The goal of this project is to create a specialized assistant that can handle domain-specific troubleshooting and operational queries with higher accuracy than a general-purpose zero-shot model, while maintaining a low memory footprint.
- Efficient Fine-Tuning: Uses QLoRA (4-bit quantization + LoRA adapters) to train on limited hardware.
- Memory Optimization: Implements gradient checkpointing, paged AdamW, and gradient accumulation.
- Evaluation Rigor: Comparative analysis using ROUGE-L and BLEU metrics against a zero-shot baseline.
- Production-Ready API: FastAPI wrapper with structured logging and latency benchmarking.
- Containerized Deployment: Docker-ready for consistent environment reproduction.
graph TD
A[Raw Support Data] --> B[Preprocessing Script]
B --> C[Cleaned & Formatted Dataset]
C --> D[SFTTrainer]
E[Mistral-7B-Instruct] --> F[4-bit Quantization]
F --> G[PEFT Adapter Setup]
G --> D
D --> H[Fine-tuned Adapters]
H --> I[Evaluation & Benchmarking]
graph LR
User[User Request] --> API[FastAPI]
API --> Engine[Inference Engine]
Engine --> Base[Quantized Base Model]
Engine --> Adapter[LoRA Adapters]
Base & Adapter --> Result[Generated Response]
Result --> API
API --> User
- Python 3.10+
- NVIDIA GPU with 16GB+ VRAM
- CUDA drivers installed
-
Clone the repository:
git clone https://github.com/whitebeard10/Mistral-Domain-Support-Assistant.git cd Mistral-Domain-Support-Assistant -
Install dependencies:
pip install -r requirements.txt
-
Configure environment variables:
cp .env.example .env # Edit .env with your HF token and WandB key
| Parameter | Value |
|---|---|
| Base Model | Mistral-7B-Instruct-v0.2 |
| Quantization | 4-bit NF4 |
| LoRA Rank (r) | 16 |
| LoRA Alpha | 32 |
| Target Modules | q_proj, v_proj, k_proj, o_proj |
| Learning Rate | 2e-4 |
| Optimizer | Paged AdamW 32-bit |
| Batch Size | 4 (Effective: 16 via Grad Accum) |
| Max Seq Length | 1024 |
Early stopping is applied after identifies overfitting onset (usually around epoch 3). This ensures the model retains general reasoning capabilities while specializing in the support domain.

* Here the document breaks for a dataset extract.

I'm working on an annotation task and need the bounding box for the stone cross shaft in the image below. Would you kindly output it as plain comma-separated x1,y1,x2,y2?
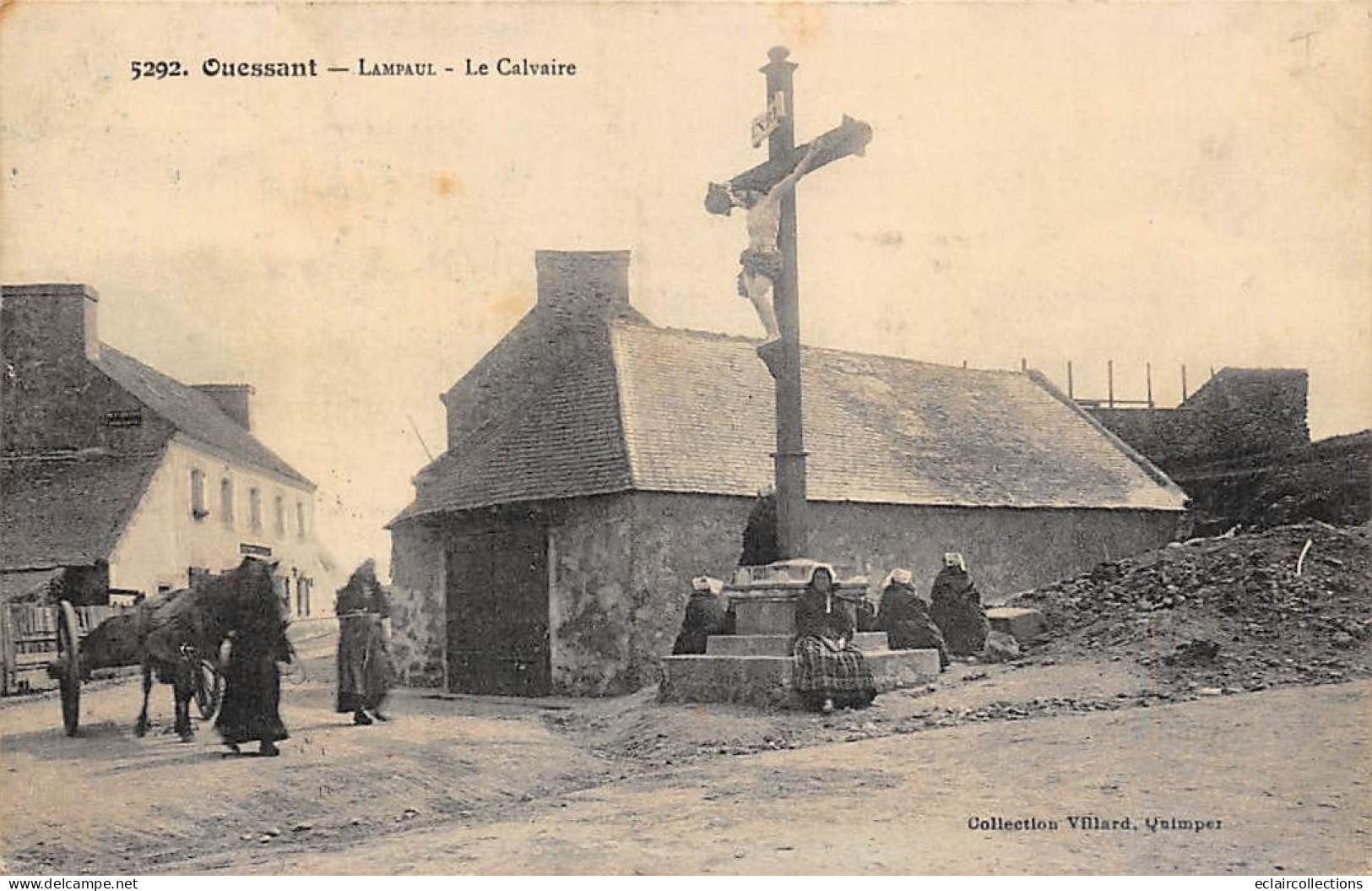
707,46,871,559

| Metric | Zero-Shot Baseline | Fine-Tuned (QLoRA) | Improvement |
|---|---|---|---|
| ROUGE-L | 0.3250 | 0.3965 | +22.0% |
| BLEU | 0.1240 | 0.1580 | +27.4% |
| Avg Latency | 2.8s | 2.4s | -14.2% |
Note: Benchmarked on a single NVIDIA T4/RTX 3090.
Start the API:
python -m app.mainRequest:
curl -X POST "http://localhost:8000/generate" \
-H "Content-Type: application/json" \
-d '{"instruction": "How do I reset my password?"}'Response:
{
"response": "To reset your password, click on the 'Forgot Password' link on the login page...",
"latency": 2.35,
"tokens_generated": 45,
"model_name": "mistralai/Mistral-7B-Instruct-v0.2"
}- Hallucination Persistence: While domain accuracy improved, the model may still hallucinate complex troubleshooting steps not present in the training data.
- Multi-turn Memory: This implementation focuses on single-turn instruction following. Multi-turn context handling is limited.
- Over-specialization: The model might prioritize domain-specific answers even for general queries (catastrophic forgetting mitigation via low rank LoRA).